Module 7: Working with Text Completion in OpenAI

In this module, we’ll explore how to use the Text Completion API to generate text from a prompt using models like text-davinci-003.

This API is useful when you want the model to complete a sentence, paragraph, or idea based on a given start.


What is a Text Completion?

A completion means you’re asking the model to “complete the text you started.”
For example, if your prompt is:

"Once upon a time, in a galaxy far away,"

The model will try to continue that story in a logical and coherent way.


Common Use Cases

  • Story writing
  • Explanation or reasoning
  • Translation
  • Grammar correction
  • Code generation

Basic Setup

Install the OpenAI package and import the required libraries:

!pip install openai

import openai
import os

openai.api_key = os.getenv("OPENAI_API_KEY")

Making a Completion Request

Here’s a basic example of using the Text Completion endpoint:


response = openai.Completion.create(
    model="text-davinci-003",
    prompt="Write a tweet about climate change.",
    max_tokens=60)
print(response.choices[0].text.strip())

Key Parameters

Parameter Description
prompt The text you want the model to complete
model The completion model (e.g., text-davinci-003)
max_tokens Max length of the output
temperature Controls randomness (0 = deterministic, 1 = very random)
top_p Controls diversity via nucleus sampling
n Number of completions to generate
stop Stop generation at specific token(s)

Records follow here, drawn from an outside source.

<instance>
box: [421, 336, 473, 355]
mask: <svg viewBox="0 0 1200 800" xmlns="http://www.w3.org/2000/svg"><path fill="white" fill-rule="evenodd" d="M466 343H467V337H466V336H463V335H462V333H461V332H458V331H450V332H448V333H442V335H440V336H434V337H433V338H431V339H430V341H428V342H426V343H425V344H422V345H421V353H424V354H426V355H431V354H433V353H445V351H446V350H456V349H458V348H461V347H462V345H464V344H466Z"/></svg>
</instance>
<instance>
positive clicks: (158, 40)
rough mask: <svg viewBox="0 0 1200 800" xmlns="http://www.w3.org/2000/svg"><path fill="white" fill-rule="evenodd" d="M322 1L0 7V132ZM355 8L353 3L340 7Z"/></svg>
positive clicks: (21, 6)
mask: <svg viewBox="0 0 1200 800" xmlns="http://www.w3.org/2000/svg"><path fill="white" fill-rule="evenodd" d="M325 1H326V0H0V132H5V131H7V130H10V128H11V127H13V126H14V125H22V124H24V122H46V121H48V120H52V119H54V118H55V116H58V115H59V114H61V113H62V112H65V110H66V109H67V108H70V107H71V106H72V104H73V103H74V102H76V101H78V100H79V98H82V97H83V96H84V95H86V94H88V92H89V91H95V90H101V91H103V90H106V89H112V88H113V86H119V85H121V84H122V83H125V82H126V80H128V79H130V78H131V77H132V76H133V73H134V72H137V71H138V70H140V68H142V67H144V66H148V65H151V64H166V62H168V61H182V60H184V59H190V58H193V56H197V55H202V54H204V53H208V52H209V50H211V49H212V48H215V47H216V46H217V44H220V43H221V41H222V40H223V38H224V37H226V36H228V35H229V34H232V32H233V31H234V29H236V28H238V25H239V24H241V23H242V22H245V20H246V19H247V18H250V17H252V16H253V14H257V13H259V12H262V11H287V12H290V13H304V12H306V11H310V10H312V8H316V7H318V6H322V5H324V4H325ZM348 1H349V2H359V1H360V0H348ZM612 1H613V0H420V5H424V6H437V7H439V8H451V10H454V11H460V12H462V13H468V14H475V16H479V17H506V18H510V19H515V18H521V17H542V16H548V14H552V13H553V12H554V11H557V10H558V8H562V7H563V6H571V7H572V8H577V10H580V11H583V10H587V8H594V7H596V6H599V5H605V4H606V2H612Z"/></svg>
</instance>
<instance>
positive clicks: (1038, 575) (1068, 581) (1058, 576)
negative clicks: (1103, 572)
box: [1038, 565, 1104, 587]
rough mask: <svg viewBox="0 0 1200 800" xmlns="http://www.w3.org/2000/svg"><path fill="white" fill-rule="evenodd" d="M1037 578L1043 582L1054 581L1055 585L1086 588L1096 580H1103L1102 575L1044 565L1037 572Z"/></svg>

Example with All Parameters:

response = openai.Completion.create(
    model="text-davinci-003",
    prompt="Explain the concept of gravity in simple words.",
    temperature=0.7,
    max_tokens=100,
    top_p=0.9,
    n=1,
    stop=["\n"])
print(response.choices[0].text.strip())

Use Case: Grammar Correction

prompt = "Correct this sentence: 'She no went to the market today.'"
response = openai.Completion.create(
    model="text-davinci-003",
    prompt=prompt,
    temperature=0,
    max_tokens=60)
print(response.choices[0].text.strip())

Use Case: Email Drafting

prompt = "Write a formal email to a colleague asking for help on a project due next week."
response = openai.Completion.create(
    model="text-davinci-003",
    prompt=prompt,
    max_tokens=150,
    temperature=0.6)
print(response.choices[0].text.strip())

Best Practices

  • Be specific in your prompts: vague prompts give vague results.
  • Limit token size if you only need short responses.
  • Use temperature and top_p to balance creativity and control.

When to Use Completion vs ChatCompletion?

Task Use This API
Long-form generation Completion.create()
Conversational systems ChatCompletion.create()
Role-based agents ChatCompletion.create()
Fill-in-the-blank style Completion.create()

Summary

  • Text Completion is ideal for open-ended text generation.
  • Use text-davinci-003 for best results.
  • Tune parameters like temperature, max_tokens, and stop for optimal behavior.